Coaching staff and players said the mix of fresh faces and senior leadership has forged a team dynamic with renewed intensity for the Colonials as they start their season. They said the team is focused on making the most of their time on the fairway together, sticking with a competitive drive against one another during practice to translate the same energy to its tournaments.
“This year’s group of freshmen is a special group,” Head Coach Chuck Scheinost said. “Our seniors are really hungry, and that helps because they’ve done a great job of helping bring the younger guys in and start to teach them things.”
Rodrigo Barahona, Jed Dy and Manuel Barbachano make up the team’s freshman starting lineup, bringing renewed vigor and professional experience at the PGA level to the team. Each earned a place in the PGA’s junior golf championships category hosted in their respective home countries during their high school careers between 2018 and 2021.
Barahona tied for fifth at the VCU shootout of 14 teams after scoring a team-best seven-under par in the final round.
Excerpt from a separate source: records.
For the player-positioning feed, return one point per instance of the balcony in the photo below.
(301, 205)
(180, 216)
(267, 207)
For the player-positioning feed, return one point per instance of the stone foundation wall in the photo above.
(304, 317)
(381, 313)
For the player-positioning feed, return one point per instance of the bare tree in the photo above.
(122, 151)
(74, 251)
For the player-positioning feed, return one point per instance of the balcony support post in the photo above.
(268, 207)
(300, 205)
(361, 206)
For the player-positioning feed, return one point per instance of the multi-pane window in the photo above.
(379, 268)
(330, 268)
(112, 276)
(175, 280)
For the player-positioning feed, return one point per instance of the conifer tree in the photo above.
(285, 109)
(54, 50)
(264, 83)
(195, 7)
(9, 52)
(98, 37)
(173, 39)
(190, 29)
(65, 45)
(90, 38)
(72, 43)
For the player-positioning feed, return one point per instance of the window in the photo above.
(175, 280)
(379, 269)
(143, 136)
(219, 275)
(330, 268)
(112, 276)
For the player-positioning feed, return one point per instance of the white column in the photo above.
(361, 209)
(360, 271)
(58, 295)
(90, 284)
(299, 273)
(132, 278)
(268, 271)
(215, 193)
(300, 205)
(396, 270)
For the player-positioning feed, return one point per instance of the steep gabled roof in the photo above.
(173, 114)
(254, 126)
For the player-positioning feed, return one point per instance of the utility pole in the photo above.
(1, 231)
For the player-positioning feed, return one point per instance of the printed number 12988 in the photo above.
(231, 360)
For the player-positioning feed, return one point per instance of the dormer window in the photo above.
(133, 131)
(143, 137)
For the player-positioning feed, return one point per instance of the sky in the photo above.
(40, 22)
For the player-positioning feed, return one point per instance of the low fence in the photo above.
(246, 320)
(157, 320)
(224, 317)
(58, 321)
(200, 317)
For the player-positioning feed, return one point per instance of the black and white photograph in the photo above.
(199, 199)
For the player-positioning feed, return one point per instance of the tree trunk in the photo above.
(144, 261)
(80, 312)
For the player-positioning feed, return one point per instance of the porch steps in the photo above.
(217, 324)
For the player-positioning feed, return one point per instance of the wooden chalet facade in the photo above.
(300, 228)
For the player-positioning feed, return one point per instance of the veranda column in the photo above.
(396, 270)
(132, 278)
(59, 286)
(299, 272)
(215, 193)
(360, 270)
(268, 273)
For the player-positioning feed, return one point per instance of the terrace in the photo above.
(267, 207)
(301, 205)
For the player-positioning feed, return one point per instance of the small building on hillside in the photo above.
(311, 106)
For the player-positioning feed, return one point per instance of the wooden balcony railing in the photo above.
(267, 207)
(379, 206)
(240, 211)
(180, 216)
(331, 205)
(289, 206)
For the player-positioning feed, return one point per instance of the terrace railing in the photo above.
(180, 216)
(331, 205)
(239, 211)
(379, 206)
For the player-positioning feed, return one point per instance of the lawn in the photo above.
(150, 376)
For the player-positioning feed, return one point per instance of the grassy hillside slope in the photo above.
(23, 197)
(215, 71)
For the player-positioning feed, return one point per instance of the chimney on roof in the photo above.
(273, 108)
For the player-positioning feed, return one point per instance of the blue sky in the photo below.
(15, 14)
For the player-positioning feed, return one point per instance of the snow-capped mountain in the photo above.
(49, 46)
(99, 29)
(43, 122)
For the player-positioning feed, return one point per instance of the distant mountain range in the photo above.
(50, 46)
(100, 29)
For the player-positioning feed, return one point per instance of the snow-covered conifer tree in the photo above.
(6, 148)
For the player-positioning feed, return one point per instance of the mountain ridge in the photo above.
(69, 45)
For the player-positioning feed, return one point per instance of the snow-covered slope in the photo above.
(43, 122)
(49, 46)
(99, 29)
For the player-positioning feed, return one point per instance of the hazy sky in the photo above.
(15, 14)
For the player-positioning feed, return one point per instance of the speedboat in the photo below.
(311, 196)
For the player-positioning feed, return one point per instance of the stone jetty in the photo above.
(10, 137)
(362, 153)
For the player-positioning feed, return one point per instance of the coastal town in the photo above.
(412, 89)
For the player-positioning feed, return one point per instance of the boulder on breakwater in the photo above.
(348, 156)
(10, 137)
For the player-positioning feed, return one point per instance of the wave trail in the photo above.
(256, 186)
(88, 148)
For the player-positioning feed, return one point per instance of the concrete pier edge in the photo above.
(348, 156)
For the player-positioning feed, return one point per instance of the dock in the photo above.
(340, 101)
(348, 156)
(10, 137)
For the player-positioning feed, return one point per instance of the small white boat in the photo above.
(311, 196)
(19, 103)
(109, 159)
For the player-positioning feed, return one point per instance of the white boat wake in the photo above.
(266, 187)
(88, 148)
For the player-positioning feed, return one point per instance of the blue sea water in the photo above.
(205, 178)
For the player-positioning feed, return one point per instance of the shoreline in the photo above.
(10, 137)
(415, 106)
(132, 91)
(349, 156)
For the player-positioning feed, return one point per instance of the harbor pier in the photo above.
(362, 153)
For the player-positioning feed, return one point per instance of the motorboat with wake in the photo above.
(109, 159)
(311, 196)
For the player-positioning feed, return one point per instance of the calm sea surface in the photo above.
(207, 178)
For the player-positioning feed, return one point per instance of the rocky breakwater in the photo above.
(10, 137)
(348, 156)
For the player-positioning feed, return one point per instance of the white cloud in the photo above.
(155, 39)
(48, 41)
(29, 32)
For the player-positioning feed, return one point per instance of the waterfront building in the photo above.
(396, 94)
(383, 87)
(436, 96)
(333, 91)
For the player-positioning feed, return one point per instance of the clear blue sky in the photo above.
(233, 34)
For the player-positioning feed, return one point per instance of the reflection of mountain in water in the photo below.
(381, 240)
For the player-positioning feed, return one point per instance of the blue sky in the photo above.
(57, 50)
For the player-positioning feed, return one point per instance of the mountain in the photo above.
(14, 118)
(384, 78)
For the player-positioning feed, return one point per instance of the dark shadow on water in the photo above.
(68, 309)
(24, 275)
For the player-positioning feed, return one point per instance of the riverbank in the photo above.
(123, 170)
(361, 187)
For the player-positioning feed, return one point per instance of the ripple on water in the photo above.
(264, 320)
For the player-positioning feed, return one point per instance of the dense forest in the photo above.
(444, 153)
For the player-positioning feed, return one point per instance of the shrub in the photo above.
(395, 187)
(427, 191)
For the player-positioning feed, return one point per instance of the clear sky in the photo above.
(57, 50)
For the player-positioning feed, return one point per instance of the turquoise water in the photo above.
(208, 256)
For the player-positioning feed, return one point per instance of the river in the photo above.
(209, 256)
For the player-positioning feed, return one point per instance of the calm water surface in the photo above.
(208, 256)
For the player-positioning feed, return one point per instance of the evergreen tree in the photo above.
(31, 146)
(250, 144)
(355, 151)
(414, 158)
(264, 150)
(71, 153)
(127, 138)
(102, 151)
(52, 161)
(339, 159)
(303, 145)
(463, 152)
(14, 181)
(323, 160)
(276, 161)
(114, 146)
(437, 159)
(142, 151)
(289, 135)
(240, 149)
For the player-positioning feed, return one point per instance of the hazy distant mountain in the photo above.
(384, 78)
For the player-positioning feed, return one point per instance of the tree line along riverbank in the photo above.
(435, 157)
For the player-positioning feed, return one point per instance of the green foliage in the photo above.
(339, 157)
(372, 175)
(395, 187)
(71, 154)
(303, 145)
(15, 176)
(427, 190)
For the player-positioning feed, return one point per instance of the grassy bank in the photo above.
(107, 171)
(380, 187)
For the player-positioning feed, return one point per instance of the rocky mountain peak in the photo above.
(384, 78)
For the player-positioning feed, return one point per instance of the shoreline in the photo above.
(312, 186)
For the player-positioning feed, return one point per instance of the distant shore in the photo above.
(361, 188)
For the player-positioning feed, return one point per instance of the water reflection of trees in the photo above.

Hailing from Monterrey Mexico, Barahona climbed as high as top 40 in the 2022 NCAA recruiting class.
Also from Mexico, freshman Manuel Barbachano was ranked the number one amateur player in Mexico in 2021, winning more than 30 tournaments before college. Rounding out the freshmen representation in the top five is Jed Dy from Makati, Philippines, who was featured in the 2013 Netflix series “The Short Game” – a documentary about young golfers between the age of seven and eight years old who aspired to become professionals.
To determine who makes the top five golfers that play in the tournament, seven athletes have battled it out over a series of qualifying matches against the other 14 college teams throughout the past two months.
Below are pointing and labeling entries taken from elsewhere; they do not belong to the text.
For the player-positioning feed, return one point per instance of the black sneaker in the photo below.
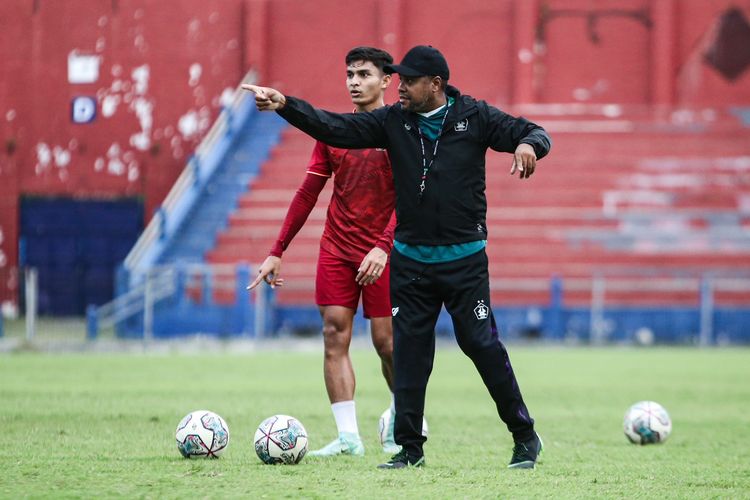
(402, 460)
(526, 453)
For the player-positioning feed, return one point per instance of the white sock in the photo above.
(346, 417)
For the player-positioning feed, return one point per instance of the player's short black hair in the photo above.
(377, 57)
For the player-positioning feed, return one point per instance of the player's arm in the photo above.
(526, 140)
(343, 130)
(299, 210)
(373, 264)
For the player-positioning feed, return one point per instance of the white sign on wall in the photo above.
(83, 68)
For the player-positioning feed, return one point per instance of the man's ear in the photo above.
(386, 81)
(436, 83)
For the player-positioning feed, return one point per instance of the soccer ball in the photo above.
(281, 439)
(202, 433)
(647, 422)
(385, 422)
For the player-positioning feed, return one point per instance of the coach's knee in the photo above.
(382, 338)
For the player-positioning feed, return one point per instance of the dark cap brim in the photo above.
(401, 70)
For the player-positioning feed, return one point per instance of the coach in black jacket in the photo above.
(437, 140)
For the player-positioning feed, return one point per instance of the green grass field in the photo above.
(101, 425)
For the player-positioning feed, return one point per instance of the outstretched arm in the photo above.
(266, 98)
(526, 140)
(343, 130)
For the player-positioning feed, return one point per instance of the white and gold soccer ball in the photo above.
(280, 439)
(647, 422)
(202, 433)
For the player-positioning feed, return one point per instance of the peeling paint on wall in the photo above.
(3, 258)
(57, 156)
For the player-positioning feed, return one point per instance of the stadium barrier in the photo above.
(626, 308)
(189, 185)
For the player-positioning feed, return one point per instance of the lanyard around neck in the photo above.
(427, 166)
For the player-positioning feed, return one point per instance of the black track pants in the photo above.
(418, 291)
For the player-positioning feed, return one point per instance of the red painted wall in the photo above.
(164, 65)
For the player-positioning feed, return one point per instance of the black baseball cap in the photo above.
(422, 60)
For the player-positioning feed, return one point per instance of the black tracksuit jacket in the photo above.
(453, 208)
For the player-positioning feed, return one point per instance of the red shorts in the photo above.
(335, 286)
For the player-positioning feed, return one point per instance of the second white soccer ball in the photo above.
(280, 439)
(647, 422)
(385, 422)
“Qualifying was extremely competitive for the first event,” Schenoist said. “It came down to one shot.”
Obstructed by COVID restrictions last year, course closures muddled the practice schedule and prevented consistency for the team. This year has been a return to normal for the Colonials with the restrictions no longer in place, and the stabilized practice regiment has served the team well.
“We practice pretty much everyday except for Wednesday in some form,” senior Hrinda said. “I think the heart of it is that we’re very focused because we don’t have as much time as we would like and so we put a lot of intensity into that time.”
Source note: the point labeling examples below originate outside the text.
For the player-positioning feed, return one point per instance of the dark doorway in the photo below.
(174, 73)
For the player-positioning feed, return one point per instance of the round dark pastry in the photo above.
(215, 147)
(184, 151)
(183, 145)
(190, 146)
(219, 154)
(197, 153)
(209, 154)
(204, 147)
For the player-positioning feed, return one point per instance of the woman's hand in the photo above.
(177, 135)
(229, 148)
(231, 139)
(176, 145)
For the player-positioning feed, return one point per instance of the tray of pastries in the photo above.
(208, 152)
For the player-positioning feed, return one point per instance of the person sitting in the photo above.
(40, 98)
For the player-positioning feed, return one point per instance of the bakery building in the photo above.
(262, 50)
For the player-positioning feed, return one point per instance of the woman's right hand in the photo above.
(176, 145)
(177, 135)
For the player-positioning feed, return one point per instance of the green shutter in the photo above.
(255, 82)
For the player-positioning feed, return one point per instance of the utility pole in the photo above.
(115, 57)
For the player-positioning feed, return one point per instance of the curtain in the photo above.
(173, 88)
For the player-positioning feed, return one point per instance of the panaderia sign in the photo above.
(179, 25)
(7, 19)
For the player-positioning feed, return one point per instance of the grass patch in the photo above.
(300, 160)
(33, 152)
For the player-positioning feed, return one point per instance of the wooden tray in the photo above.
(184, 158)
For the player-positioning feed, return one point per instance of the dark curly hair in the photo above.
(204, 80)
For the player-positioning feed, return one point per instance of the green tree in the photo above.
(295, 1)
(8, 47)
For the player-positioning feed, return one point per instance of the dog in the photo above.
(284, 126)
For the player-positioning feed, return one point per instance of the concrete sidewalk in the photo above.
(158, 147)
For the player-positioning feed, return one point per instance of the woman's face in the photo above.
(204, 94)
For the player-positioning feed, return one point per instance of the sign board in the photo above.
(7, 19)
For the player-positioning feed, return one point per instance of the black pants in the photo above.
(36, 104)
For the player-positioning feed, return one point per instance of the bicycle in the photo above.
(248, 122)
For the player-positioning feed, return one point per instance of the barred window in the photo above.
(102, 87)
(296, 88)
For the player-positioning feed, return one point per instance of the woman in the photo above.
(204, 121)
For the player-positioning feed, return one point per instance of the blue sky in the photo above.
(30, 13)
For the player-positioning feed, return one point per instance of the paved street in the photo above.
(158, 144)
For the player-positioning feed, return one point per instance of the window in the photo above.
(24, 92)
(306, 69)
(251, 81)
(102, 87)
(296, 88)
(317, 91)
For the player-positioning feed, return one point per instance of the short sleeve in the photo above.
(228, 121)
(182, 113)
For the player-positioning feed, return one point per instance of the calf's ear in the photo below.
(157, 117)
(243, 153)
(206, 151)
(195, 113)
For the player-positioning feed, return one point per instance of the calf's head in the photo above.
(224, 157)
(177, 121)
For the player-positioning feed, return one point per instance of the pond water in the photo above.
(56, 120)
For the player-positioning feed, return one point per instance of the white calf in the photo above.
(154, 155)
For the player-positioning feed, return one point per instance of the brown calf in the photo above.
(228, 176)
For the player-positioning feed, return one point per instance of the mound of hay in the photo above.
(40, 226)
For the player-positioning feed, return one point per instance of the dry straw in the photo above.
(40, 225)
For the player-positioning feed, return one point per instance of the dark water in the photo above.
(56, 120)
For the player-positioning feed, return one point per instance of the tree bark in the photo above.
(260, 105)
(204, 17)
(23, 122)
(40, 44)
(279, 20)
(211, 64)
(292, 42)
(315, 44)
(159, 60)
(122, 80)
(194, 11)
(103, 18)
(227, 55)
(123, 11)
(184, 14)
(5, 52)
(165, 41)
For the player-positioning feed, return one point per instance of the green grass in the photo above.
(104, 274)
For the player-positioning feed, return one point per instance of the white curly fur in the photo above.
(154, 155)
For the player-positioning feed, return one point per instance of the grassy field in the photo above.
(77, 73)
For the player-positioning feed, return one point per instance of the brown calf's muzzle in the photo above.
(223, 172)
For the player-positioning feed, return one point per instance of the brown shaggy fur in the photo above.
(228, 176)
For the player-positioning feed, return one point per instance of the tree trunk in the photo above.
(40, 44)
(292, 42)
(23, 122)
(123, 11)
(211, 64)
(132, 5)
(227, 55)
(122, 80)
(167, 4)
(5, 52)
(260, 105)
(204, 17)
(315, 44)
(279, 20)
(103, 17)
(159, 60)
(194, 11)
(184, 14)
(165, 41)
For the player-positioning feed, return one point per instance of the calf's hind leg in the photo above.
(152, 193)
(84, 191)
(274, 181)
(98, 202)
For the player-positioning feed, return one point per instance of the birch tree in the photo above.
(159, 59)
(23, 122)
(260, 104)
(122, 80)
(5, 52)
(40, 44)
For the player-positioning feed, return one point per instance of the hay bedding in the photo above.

Hrinda said practices set the team’s mindset for the tournaments that lie ahead through physical and mental preparation.
“I think you’re practicing so that you’re in a mental state.” Hrinda said. “You prepare yourself so that you don’t have to think or manage your mentality while you’re playing.”
The team will continue to compete in four tournaments throughout the fall before pausing for a two month winter break and resuming play in the spring semester. The regular season will culminate in the A-10 Championship at Reunion Resort and Golf Club in Orlando, Florida in late April.
In his tenth season with the program, Coach Scheinost has yet to win a team A-10 Championship, but he’s enthusiastic about his team’s start with lower scores that have sent GW into a better league standing. He said he plans to continue building upon the squad’s tournament success to win its first conference championship.
“I think the best part about our opening week is we could have played a lot better,” Scheinost said. “We had some stuff that we could have done better.”
Scheinost said the team could have found their stride better in the par 3 and cut down on bogeys at VCU to make a bid for first place in the tournament. But with an influx of talent and determined leadership, the team has its eyes set on that ultimate prize of an A-10 Championship title.
“This year’s group, the A-10 Championship is our ultimate goal at the end of the day,” Schenoist said. “But winning is a byproduct of going through the process and working hard.”
GW will play its second event of the season Monday and Tuesday at The Howard and San Francisco Intercollegiate at TPC Potomac, Maryland, a common stop on the PGA tour.